È una situazione in via di peggioramento? Anche questa è una storia complicata – in Italia ci sono vari fattori da considerare, per esempio come è variata l’estensione boschiva negli anni, come pure l’incertezza e la mancanza di dati completi. Diciamo che per ora la situazione è ancora gestibile in termini di numero e di estensione degli incendi. Ma sappiamo che le temperature continuano ad aumentare e, se una di queste estati ci troveremo dalla parte “sbagliata” delle oscillazioni della corrente a getto, non possiamo escludere una situazione analoga da noi a quella del disastro di Atene di quest’anno.

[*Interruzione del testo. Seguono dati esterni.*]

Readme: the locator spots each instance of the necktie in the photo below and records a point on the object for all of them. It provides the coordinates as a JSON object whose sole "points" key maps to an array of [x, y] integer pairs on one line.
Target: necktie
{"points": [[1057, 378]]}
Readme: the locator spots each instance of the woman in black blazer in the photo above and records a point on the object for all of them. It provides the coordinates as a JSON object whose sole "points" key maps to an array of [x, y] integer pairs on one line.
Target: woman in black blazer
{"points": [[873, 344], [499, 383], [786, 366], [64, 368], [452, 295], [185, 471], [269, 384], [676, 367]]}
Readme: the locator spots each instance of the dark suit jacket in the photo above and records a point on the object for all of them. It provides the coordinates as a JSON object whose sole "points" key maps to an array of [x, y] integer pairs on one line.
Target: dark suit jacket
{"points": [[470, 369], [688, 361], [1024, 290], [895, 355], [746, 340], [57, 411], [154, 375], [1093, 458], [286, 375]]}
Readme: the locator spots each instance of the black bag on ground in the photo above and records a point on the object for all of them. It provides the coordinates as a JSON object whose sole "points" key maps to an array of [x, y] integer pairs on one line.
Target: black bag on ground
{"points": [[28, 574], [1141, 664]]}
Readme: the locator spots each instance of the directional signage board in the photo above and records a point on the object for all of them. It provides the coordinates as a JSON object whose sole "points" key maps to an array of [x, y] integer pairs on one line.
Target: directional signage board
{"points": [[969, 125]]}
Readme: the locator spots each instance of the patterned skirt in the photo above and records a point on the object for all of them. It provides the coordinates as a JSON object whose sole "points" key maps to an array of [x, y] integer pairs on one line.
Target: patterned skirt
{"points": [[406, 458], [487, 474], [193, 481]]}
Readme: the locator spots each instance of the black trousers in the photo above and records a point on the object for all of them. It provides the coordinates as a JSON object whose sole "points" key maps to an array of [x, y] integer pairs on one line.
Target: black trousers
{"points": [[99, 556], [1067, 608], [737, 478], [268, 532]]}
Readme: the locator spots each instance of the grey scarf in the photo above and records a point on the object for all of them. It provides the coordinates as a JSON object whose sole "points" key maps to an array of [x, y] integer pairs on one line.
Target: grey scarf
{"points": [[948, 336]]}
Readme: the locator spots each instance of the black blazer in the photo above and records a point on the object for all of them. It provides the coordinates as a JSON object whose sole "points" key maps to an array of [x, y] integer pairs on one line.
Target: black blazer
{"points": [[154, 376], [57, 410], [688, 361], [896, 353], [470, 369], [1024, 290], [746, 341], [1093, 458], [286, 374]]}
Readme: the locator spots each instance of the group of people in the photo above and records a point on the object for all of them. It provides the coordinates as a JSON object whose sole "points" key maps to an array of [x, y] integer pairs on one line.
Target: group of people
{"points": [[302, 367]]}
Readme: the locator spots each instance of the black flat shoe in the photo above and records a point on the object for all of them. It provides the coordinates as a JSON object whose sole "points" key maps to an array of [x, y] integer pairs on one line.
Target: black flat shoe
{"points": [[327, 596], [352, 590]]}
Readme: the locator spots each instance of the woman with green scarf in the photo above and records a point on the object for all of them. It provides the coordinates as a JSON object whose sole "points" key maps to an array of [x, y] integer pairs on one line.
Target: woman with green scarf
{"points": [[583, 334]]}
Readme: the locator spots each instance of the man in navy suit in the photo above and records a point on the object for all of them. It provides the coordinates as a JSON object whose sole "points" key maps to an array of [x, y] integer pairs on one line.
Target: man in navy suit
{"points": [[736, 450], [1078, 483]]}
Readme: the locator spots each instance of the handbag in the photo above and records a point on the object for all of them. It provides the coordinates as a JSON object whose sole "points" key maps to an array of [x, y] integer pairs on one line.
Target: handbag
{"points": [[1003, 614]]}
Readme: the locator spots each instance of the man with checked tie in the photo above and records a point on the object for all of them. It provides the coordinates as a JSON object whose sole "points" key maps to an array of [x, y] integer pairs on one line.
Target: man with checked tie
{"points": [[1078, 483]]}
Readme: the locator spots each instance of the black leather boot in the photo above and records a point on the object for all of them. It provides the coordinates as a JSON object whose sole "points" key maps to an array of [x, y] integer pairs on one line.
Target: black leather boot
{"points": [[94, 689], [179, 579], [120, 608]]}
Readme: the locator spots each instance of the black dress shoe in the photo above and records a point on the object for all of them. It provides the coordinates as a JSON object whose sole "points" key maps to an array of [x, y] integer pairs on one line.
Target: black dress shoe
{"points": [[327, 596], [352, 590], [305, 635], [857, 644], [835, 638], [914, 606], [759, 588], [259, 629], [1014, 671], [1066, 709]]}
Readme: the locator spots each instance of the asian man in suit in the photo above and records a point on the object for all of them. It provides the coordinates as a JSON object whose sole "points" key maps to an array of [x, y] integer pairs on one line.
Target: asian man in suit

Ma questa cosa si è mai sentita dire nei telegiornali? Non so voi che impressione avete avuto, ma per quello che ho visto io in tv, le paroline magiche “cambiamento climatico” o “riscaldamento globale” non le ho mai sentite dire. Sui giornali, qualcosa si è potuto leggere ma solo negli approfondimenti, mai (che io abbia visto) nelle prime pagine. Più che altro, si è letto e sentito dire che gli incendi sono “dolosi”, lasciando intendere che qualcuno abbia appiccato il fuoco per divertimento o per tornaconto. Insomma, è colpa dei “piromani”.

Ogni volta che succede qualche bel disastro – e ultimamente ne arriva uno dietro l’altro – non si riesce mai ad andare alle ragioni di fondo che li provocano. Non si riesce ad approfittarne per far capire che uragani e incendi sono sintomi del cambiamento climatico in atto e che dobbiamo agire sulle cause se vogliamo evitare i sintomi.

Per quale ragione questa cecità alle vere cause dei disastri? Beh, io credo che la ragione sia abbastanza semplice: quando qualcosa va male, specialmente quando va parecchio male, tutti pensiamo subito a trovare un colpevole da biasimare. Vi ricordate la storia degli untori di Milano che abbiamo letto ne I promessi sposi al liceo? Bene, quell’antica storia che ci ha raccontato Alessandro Manzoni ci da ancora oggi una spiegazione chiarissima della nostra reazione di fronte ai disastri: cercare un colpevole. Nel caso degli incendi non parliamo di “untori” ma di “piromani.”

Eh, si, perché se guardassimo in faccia la realtà e accusassimo il vero colpevole, il riscaldamento globale, ci accorgeremmo che gli untori – o i piromani – siamo tutti noi che lo abbiamo causato e lo stiamo tuttora causando.